He said the talks taking place in Johannesburg were not aimed at "asking countries to take sides, or creating bloc confrontation, rather to expand the architecture of peace and development".
"Whatever resistance there may be, BRICS, a positive and stable force for goodwill, continue to grow," he said.
"We will forge a stronger BRICS strategic partnership, ...actively advance membership expansion", and "help make the international order more just and equitable".
China is the BRICS' most powerful economy and Xi's state visit to South Africa, just his second international trip this year, comes as Beijing pushes to expand the group's membership rapidly.
BRICS works for 'global majority' – Putin
Russian President Vladimir Putin said the group was on course to meet the aspirations of most of the world's population, according to recorded remarks at a summit of the BRICS.
"We cooperate on the principles of equality, partnership support, and respect for each other’s interests, and this is the essence of the future-oriented strategic course of our association, a course that meets the aspirations of the main part of the world community, the so-called global majority," Putin said.
Putin was unable to attend the summit in person because of an arrest warrant issued for him in March by the International Criminal Court (ICC), accusing him of war crimes in Ukraine.
He said the summit would discuss in detail the question of switching trade between member countries away from the US dollar and into national currencies, a process in which the BRICS' New Development Bank would play a big role.
"The objective, irreversible process of de-dollarisation of our economic ties is gaining momentum," he said.
The summit in Johannesburg has underscored divisions with the West over the war in Ukraine, and the support Russia enjoys from its other BRICS partners at a time of global isolation.

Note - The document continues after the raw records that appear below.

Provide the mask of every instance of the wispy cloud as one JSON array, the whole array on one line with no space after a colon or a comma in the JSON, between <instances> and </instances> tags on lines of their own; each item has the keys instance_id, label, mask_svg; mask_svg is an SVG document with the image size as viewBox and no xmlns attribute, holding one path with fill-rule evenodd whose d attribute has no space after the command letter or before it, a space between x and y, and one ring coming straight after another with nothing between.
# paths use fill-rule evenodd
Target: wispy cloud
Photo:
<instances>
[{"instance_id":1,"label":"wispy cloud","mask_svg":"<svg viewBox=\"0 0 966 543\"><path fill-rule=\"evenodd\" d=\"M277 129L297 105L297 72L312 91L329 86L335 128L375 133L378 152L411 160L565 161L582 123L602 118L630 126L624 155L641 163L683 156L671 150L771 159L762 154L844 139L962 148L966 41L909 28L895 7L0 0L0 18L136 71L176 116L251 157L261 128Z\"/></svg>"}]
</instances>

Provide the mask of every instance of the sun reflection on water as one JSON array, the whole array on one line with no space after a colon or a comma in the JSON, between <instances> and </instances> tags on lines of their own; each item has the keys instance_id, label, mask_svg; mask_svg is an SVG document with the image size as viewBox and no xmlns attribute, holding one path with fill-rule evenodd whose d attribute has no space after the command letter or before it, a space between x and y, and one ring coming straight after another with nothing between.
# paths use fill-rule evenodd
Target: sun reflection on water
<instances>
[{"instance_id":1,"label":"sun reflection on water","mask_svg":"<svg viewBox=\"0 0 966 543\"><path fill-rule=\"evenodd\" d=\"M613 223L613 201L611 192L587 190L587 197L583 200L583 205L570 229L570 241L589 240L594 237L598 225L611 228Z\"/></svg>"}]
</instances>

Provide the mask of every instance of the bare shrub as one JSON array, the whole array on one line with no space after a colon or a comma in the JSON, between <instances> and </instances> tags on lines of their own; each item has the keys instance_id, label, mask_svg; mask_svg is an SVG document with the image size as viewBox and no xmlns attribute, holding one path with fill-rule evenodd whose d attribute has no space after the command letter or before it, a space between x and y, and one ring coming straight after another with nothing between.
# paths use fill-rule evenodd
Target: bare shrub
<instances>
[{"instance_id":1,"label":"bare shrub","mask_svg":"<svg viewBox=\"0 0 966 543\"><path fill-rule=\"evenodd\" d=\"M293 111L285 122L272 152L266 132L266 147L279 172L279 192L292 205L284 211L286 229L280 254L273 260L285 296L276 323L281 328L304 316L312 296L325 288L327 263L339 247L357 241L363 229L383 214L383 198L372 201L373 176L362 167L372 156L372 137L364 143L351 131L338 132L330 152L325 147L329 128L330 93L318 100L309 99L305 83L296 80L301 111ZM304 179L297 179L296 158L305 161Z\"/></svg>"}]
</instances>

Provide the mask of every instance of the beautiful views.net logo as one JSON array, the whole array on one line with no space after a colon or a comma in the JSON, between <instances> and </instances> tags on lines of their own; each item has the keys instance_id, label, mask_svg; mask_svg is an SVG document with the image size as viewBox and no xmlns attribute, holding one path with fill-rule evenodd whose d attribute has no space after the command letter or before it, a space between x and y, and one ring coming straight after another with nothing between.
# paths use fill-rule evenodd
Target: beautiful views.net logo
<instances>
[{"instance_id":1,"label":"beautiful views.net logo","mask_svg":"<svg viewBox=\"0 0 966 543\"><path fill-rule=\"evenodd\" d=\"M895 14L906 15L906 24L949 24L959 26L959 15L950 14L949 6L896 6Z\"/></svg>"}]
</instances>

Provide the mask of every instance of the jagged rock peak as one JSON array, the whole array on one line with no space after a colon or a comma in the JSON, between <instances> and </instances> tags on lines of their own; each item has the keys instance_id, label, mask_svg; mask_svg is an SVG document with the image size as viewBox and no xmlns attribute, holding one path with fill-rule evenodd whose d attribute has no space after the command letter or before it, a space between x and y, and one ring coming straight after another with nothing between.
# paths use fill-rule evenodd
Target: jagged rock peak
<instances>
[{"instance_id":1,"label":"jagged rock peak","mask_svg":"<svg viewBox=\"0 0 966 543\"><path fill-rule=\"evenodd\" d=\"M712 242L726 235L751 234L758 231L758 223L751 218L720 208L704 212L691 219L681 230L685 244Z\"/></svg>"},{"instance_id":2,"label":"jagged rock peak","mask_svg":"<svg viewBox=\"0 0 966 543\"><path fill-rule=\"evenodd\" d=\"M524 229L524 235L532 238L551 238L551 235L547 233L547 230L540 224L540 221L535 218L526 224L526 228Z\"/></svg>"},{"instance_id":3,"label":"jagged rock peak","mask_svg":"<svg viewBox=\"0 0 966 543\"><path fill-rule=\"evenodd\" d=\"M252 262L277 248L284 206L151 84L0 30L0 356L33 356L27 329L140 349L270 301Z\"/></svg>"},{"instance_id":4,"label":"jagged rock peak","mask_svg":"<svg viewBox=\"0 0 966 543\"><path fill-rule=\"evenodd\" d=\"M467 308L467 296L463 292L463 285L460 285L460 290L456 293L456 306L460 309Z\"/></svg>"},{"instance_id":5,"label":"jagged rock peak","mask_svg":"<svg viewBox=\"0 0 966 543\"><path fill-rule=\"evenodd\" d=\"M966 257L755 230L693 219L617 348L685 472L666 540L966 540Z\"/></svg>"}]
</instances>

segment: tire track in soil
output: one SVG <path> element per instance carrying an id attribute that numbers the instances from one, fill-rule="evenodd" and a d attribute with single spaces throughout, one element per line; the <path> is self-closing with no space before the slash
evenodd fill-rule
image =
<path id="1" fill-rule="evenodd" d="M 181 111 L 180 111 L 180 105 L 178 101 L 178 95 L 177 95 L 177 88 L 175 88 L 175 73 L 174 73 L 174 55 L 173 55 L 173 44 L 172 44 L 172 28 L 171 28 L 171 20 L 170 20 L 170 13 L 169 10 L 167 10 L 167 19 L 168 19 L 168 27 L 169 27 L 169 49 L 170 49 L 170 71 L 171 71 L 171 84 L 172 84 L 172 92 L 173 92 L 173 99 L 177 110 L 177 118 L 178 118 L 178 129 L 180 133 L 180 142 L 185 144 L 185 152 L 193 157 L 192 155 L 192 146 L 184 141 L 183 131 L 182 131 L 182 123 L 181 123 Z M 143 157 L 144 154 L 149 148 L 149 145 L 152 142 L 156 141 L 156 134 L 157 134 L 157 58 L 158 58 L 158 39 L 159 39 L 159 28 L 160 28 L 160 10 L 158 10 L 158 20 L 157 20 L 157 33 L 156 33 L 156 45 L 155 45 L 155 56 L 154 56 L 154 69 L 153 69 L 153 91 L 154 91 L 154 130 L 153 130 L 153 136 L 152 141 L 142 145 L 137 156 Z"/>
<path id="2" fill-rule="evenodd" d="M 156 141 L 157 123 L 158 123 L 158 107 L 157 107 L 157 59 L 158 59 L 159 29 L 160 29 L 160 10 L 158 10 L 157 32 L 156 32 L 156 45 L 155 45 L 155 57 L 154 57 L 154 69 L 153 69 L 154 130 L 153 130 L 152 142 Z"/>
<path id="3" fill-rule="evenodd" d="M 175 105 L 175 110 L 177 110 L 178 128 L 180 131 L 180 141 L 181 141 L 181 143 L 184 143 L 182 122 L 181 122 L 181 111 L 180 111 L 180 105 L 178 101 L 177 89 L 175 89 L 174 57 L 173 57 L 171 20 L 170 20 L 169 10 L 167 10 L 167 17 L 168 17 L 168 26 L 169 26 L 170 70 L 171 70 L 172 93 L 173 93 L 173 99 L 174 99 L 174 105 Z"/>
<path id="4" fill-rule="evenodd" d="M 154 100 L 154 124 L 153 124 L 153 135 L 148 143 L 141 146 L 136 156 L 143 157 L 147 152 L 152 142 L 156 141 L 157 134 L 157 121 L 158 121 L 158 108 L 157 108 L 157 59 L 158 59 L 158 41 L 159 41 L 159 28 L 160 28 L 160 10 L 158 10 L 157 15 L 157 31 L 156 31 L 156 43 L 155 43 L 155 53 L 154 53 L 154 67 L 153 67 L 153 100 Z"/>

South Africa, China and India have not condemned Russia's invasion, while Brazil has refused to join Western nations in sending arms to Ukraine or imposing sanctions on Moscow.
'Equal footing'
Indian Prime Minister Narendra Modi and Brazil's President Luiz Inacio Lula da Silva are also at the talks where some 50 other leaders have been invited.
Representing 40 percent of the world's population, the BRICS nations share a common desire for a global order they see as better reflecting their interests and rising clout.
"We want to sit at the negotiating table on an equal footing with the European Union, the United States or any other country," Lula said in a social media post on Tuesday.
The theme of its 15th summit is "BRICS and Africa" and comes as the continent emerges as a renewed diplomatic battleground with the United States, Russia and China jostling for influence.
The bloc began as four nations in 2009 but expanded the following year with the addition of South Africa.
Officials say more than 40 countries have shown interest in joining from across the "Global South", a broad term referring to nations outside the West.
Like the BRICS members themselves, these countries run the gamut and include traditionally non-aligned nations like Indonesia and others that are openly hostile to the United States and its allies, like Iran.
"It goes to show that the BRICS family is growing in its importance, in its stature and also in its influence in the world," said South African President Cyril Ramaphosa.